Oil rebounded, following a sell-off on Tuesday, as investors assessed the impact of a blockage in the Suez Canal and European manufacturing data beat expectations.
Futures in New York added as much as 3.4% after a ship ran aground, giving the market a reprieve after prices sank to the lowest level since early February. Despite efforts to move the vessel, it could block the route for days, according to people familiar with the situation.

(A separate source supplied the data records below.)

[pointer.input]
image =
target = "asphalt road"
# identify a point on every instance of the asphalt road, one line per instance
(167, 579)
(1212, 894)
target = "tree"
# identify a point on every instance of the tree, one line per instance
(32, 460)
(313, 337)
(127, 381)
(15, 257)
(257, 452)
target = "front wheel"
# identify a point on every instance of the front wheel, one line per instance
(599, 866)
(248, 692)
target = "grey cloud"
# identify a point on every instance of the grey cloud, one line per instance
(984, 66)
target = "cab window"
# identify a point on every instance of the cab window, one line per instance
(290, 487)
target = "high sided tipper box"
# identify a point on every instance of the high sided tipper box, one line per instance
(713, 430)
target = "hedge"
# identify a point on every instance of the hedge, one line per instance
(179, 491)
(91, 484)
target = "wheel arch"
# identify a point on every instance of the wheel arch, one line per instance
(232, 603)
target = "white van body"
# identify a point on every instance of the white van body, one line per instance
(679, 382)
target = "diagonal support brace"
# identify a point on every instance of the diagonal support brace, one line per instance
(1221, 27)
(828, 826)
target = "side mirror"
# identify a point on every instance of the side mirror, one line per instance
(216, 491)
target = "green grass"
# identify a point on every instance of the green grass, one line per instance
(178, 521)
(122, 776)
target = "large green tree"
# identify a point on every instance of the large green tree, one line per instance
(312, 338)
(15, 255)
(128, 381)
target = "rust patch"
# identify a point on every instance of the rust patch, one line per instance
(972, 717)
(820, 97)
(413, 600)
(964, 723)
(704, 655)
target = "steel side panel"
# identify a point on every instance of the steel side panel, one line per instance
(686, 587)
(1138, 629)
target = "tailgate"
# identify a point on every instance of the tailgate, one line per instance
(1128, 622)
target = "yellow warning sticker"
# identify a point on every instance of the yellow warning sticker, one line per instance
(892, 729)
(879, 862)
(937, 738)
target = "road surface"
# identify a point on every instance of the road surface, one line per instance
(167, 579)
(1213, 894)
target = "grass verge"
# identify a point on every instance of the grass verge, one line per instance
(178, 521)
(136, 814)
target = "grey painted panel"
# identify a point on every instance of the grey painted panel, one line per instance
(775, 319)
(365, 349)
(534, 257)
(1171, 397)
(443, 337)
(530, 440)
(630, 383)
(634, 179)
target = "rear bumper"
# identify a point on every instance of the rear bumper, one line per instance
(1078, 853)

Crude was also bolstered by positive economic data as Europe posted a record increase in factory output. That masked fresh concerns across the region about surging coronavirus infections.
Oil prices have sunk about 12% in less than two weeks amid softening physical demand and the unwinding of long positions. The prompt timespread for Brent crude has also flipped into a bearish structure for the first time since January. Oil’s recent plunge may put pressure on OPEC+ to do more to try and stem the slide, with the group meeting next week to decide on production policy for May.
“It’s all about the Suez, as well as people trying to get into oil again after the sell-off,” said Bjarne Schieldrop, chief commodities analyst at SEB AB. “The situation is still murky in terms of lockdowns, mutations and vaccination rollout delays.”
The Suez Canal is frequently used by tankers transporting crude from the world’s top exporters in the Middle East to customers across Europe. The 400-meter (1,300-foot) long container ship Ever Given’s hull became wedged lengthways across the canal on Tuesday, causing a gridlock of at least 100 vessels.